Quality of experience metric
There is another metric called quality in the workplace. This is often measured by searches with a range of numbers (1-5) or (1-10). Most companies use it to measure customer satisfaction and surveys have such a detrimental effect on the employee that employees ask people to rate them out of 10 so they don't get fired. This effect occurs with service personnel in restaurants, sales representatives in stores, and call center employees, to name a few. Despite the impact of quality on an employee's ability to hold a job, most companies don't take the time to train these employees in interpersonal skills. An employee who specializes in soft skills might not have to ask someone the question to give a 10 because the employee's natural interaction would be so confident and adept at handling the interaction that they wouldn't need to.
How to define soft skills
Soft skills largely shape interactions between internal and external customers. Words that describe soft skills include:
- Diplomacy
- Tap
- Empathy
- Understanding
- Useful
- perceptual
- Sage for non-verbal cues
- Able to calm others
- Good at controlling interaction to minimize negative impact
- Ability to direct energy towards good conflict resolution.

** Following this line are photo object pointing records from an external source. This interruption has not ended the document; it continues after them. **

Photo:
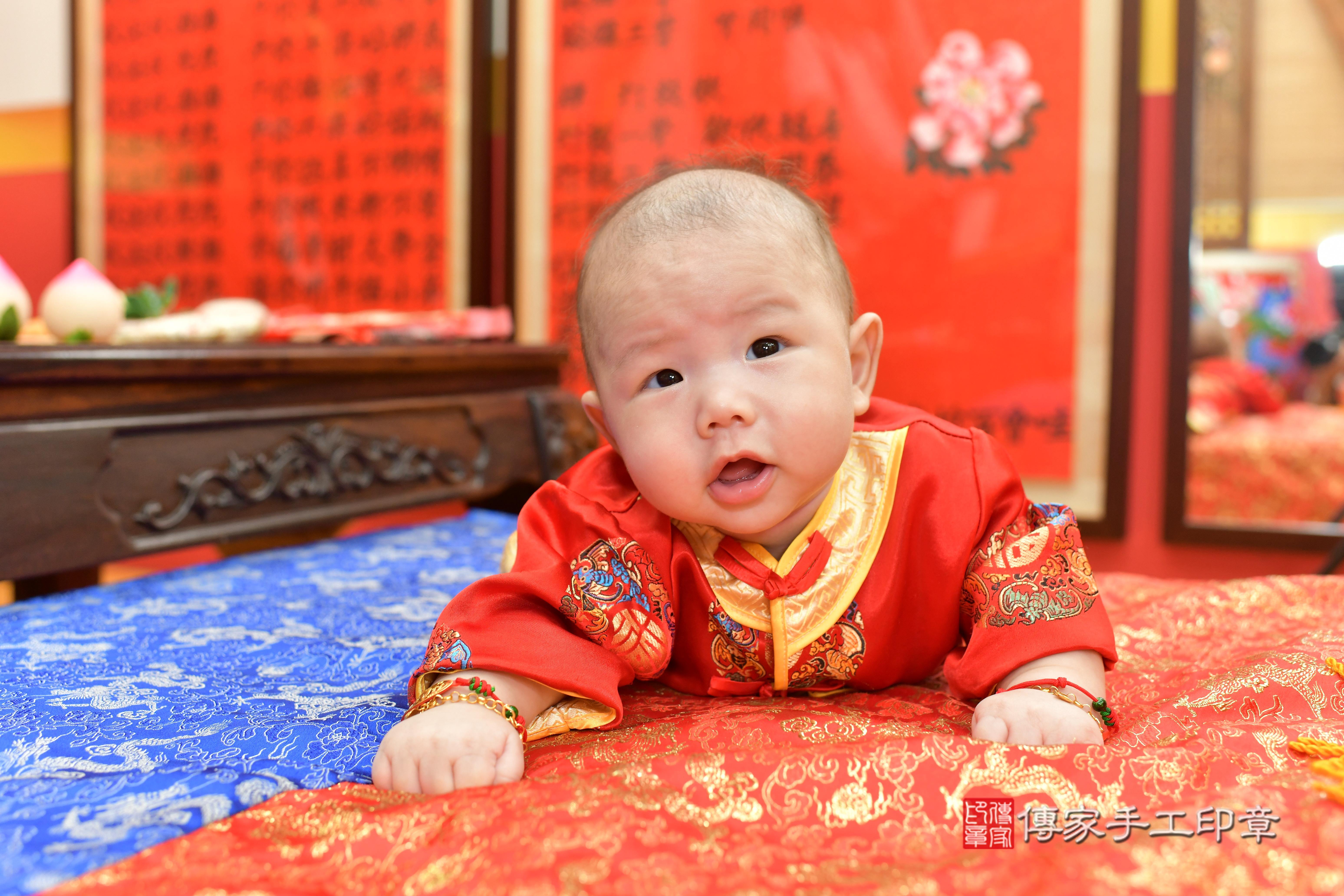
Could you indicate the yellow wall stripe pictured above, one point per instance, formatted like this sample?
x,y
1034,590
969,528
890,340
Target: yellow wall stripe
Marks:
x,y
1158,48
36,140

Where to find resources to teach and improve soft skills
service skillsis an organization that provides learning materials for companies to incorporate better soft skills into the corporate culture. Serviceskills excels at understanding customer service and also at providing the training needed to pass that understanding on to others. For a demonstration of how Serviceskills combines soft skills and customer service training to improve the work environment, check out thefree demoof the company's services. Serviceskills helps companies create a corporate culture that instills an attitude of mutual respect and consideration as key components of the workplace. Incorporating soft skills into the workplace will boost morale, help retain employees, foster goodwill, and enhance shared understandings in communications between internal and external customers. Try the free demo today.